Assistant professor of engineering

Mandar Dewoolkar's teaching is not dramatic — drama is hard to come by when elucidating the complex engineering analysis of earth materials — it's just effective. "It is hard to motivate students while teaching difficult material. It is hard to be creative," he says. The subject at hand is a technical discussion of a method of limiting equilibrium of slope stability, hardly cocktail party fodder, but the give and take is lively.

"I hear and I forget, I see and I remember, I do and I understand."

Reflection and service are crucial parts of Dewoolkar's teaching. He values rigor and theory, but he also wants his students — even undergraduates — to apply their knowledge to practical problems. He sees doing as a path to knowing. Or, as a Chinese proverb Dewoolkar quotes in a recent paper puts it, "I hear and I forget, I see and I remember, I do and I understand."

Service-learning projects

Dewoolkar's geotechnical design students work on semester-long service-learning projects in groups of four or five students, using historic structures in Vermont to analyze various engineering problems.
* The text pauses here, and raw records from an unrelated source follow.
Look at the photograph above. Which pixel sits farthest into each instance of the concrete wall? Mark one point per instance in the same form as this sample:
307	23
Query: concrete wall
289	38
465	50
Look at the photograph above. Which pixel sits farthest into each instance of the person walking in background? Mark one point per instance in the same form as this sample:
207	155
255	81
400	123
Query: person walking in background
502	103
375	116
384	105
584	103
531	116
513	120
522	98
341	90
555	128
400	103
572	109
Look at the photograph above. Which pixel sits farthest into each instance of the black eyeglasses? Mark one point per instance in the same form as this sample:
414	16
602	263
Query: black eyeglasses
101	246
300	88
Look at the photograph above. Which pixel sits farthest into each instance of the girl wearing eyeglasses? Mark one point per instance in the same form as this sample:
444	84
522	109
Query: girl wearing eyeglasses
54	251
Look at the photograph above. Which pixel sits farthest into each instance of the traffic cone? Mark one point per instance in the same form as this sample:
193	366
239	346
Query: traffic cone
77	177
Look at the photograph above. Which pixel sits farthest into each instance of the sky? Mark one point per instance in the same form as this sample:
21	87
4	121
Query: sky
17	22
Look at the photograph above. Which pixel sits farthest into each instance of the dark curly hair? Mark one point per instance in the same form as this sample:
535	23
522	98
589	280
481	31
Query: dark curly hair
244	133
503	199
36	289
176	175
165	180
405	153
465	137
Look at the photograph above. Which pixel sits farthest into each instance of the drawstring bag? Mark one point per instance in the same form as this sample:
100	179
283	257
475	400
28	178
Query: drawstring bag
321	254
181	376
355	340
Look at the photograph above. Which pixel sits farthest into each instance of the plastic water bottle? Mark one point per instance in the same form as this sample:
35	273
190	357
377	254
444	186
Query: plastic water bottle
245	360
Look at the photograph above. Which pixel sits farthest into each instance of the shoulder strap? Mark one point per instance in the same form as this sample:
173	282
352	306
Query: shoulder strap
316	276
They collaborate with community partners from site visits to final presentations, which range beyond engineering to take in historic preservation, societal needs and economic factors.

Dewoolkar says that last year many students volunteered during formal course evaluations that they liked the service-learning aspects of the course best, and that community partners have adopted some of the low-cost recommendations made by the students.